They're fed up, and aren't going to take it anymore

  • Drawing by Diane Sylvain


At a tumultuous meeting in late January, the Nevada Association of Counties endorsed a movement to turn control of federal lands over to state government.

Cheered on by 70 ranchers and miners, the group approved a letter to Interior Secretary Bruce Babbitt and Agriculture Secretary Mike Espy. It proposed that Nevada assume control of its public lands - approximately 87 percent of the state. Dick Carver, the rancher and Nye County commissioner who led the effort, said a group called the County Alliance to Restore the Economy and Environment wrote the letter to "make the secretaries bring out all their cards' in negotiations proposed by the group.

Federal and state officials, who at one point were called crooks and liars by some in the crowd, told the group the alliance's interpretation of law and the constitution was "misguided." "There is no legal support for the notion that local government can interfere with federal government," said Greg Addington of the Justice Department.

Carver admitted that his group is "not looking at going to court" to test its theories. Nevertheless, he insisted that "Nevada law is supreme" in management of its public land. He claimed that the U.S. Constitution and numerous Supreme Court decisions support the county alliance's position. An attorney representing the alliance, Terry Aurillo, responded to a question about shooting a bald eagle by saying the Endangered Species Act "doesn't apply on state lands."

After the meeting, Nevada deputy Attorney General Wayne Howle said the issue was not so much a state vs. federal issue, as public vs. private. "These people want to own the land," he said. But like the Sagebrush Rebellion of the late 1970s, Howle said, the movement to assert state and county control over federal lands is symbolic and doomed to fail.

The endorsement of the county alliance strategy by the Nevada Association of Counties may say more about the dwindling power of the state's rural counties than it does about how most Nevadans want their public lands managed.

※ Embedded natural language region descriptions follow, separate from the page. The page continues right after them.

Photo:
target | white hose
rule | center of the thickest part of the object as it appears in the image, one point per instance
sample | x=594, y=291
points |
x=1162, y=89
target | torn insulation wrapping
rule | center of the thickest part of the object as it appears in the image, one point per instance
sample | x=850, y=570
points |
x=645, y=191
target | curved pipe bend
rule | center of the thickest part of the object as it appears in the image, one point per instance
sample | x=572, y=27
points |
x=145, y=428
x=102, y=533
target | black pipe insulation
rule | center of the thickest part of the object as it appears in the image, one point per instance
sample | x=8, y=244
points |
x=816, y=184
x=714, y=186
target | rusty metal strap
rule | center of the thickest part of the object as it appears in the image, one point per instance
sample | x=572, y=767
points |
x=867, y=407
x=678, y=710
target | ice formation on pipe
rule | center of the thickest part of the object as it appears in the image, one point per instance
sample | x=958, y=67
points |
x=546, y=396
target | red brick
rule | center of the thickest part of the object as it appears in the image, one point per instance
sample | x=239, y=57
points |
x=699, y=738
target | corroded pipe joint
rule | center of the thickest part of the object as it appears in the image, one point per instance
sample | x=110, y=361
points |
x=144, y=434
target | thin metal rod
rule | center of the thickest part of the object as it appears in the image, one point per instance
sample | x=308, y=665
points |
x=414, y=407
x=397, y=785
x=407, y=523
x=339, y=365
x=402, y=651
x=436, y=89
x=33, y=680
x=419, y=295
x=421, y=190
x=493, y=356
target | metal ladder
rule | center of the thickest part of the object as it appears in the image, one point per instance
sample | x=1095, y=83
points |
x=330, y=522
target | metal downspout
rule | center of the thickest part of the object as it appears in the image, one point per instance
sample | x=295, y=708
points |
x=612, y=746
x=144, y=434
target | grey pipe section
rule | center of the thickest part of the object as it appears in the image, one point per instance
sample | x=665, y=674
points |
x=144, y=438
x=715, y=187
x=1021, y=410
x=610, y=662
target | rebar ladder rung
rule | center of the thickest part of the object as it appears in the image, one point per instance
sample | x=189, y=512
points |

The association allows one representative per county, and thus favors Nevada's 15 rural counties over more populated Clark and Washoe counties, home to Las Vegas and Reno.

Nevada Association of Counties board member Thalia Dondero, whose Clark County constituency makes up about 65 percent of the state's population, did not attend the meeting. But she objected in writing to the endorsement of the county alliance's letter.